Deleting an existing cookie is even simpler--merely set its expiration attribute to a date that has already occurred, like so:
Document.Cookie =
"FirstName=John; expires=Tuesday, 01-Apr-1994 07:00:00 EST"

To see more sample JavaScript for manipulating cookies, check out Bill Dortch's Cookie Functions or the Cookie Demos page on Cookie Central, where you'll also find code for CGI-generated cookies.

Do state your cookie policy

Every site that gathers data from its users should include a disclosure statement with specific information about how the site uses cookies. Digital Voodoo (a Web development firm based in Austin, Texas) uses the following statement: "Our Web site utilizes cookies in order to provide a betterexperience. We do not collect personal information without your knowledge and permission, nor do we resell or distribute any site visitor data, including information that may be collected as a natural by-product of your visit. If you have any questions about our policy, please contact our Webmaster."

The widespread concern about cookies has very little to do with the technology and very much to do with the fear that unscrupulous site operators might use cookies for unacceptable practices. There's no reason to be afraid of or antagonistic toward the store clerk who remembers that you bought a tweed jacket last month, but nobody wants to deal with the salesperson who pockets credit card carbons. A clear policy statement can make it clear that in the hands of honest operators, cookies are anything but ominous.

Do use cookies to improve the user experience

Cookies help a lot when you want to improve the quality of a user's visit. You can store information in a cookie that will let you deliver a better, more personalized experience the next time the visitor comes to your site.

For example, if you offer two versions of your site, one with frames and one without, there's no need to make the user choose each time they visit. Instead, you can save their selection in a cookie, and then the next time they come to your door, your server can read the cookie and automatically deliver the preferred site type.

Cookies are especially useful in conjunction with dynamically generated pages. If your site delivers information on a variety of subjects, you could use a cookie to store data about which topics the visitor has shown an interest in.
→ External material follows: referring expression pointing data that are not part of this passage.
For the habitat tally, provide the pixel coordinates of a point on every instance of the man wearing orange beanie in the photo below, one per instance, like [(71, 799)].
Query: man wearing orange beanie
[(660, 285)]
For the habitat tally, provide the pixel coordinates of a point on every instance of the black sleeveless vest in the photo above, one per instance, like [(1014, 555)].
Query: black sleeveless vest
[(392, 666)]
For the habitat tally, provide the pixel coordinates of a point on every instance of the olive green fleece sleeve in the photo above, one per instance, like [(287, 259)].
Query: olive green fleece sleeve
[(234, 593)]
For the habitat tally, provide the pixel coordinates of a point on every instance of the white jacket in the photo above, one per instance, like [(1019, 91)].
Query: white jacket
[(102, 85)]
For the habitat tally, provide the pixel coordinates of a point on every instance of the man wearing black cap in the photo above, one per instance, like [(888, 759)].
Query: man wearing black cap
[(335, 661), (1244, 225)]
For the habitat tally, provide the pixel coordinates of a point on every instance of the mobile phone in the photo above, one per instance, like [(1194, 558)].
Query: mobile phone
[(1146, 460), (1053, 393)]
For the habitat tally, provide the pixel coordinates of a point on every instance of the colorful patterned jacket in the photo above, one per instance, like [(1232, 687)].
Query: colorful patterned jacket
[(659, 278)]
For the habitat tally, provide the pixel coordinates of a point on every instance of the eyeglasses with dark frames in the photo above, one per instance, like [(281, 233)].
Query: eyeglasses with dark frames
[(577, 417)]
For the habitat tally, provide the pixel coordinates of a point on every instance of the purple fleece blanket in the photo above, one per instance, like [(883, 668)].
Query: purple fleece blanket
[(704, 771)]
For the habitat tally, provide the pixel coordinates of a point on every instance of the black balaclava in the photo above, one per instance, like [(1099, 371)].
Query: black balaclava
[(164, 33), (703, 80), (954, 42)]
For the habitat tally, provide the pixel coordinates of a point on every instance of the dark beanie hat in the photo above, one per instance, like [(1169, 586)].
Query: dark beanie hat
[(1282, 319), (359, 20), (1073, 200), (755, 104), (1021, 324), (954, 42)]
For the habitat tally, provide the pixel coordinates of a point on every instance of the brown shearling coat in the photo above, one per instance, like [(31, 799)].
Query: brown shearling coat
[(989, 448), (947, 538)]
Then, when the user returns to your site, you can generate dynamic pages that highlight those topics.

For instance, a newspaper site might notice that a particular user invariably searches for basketball scores. The site could use that information to dynamically generate a custom page with a link to those scores right at the top.

Don't store sensitive information

Sometimes the appearance of security is as important as the fact. You might know that the information you store in a cookie is safe from prying by other Web sites, but users don't necessarily understand that. So it's essential to avoid storing any data that's even potentially embarrassing or costly to the user.

Cookies aren't the place to track passwords, for example, or credit card numbers, or purchase authorization numbers. The first time that users find their credit card numbers in a cookie is the last time they'll visit your site.

It's a much better idea to save sensitive information in a server-side database. Assign your customer an ID number, and use a cookie to store that number on their PC. Then, whenever the customer visits, use their ID number to look up other information in the database.

The real issue is trust. If you say that your site is storing information in cookies only to improve the user's experience, use cookies solely for that purpose. Don't sell the customer's name and email address to the fly-by-night sales outfit down the road, and don't inundate your users with junk email when you've promised not to.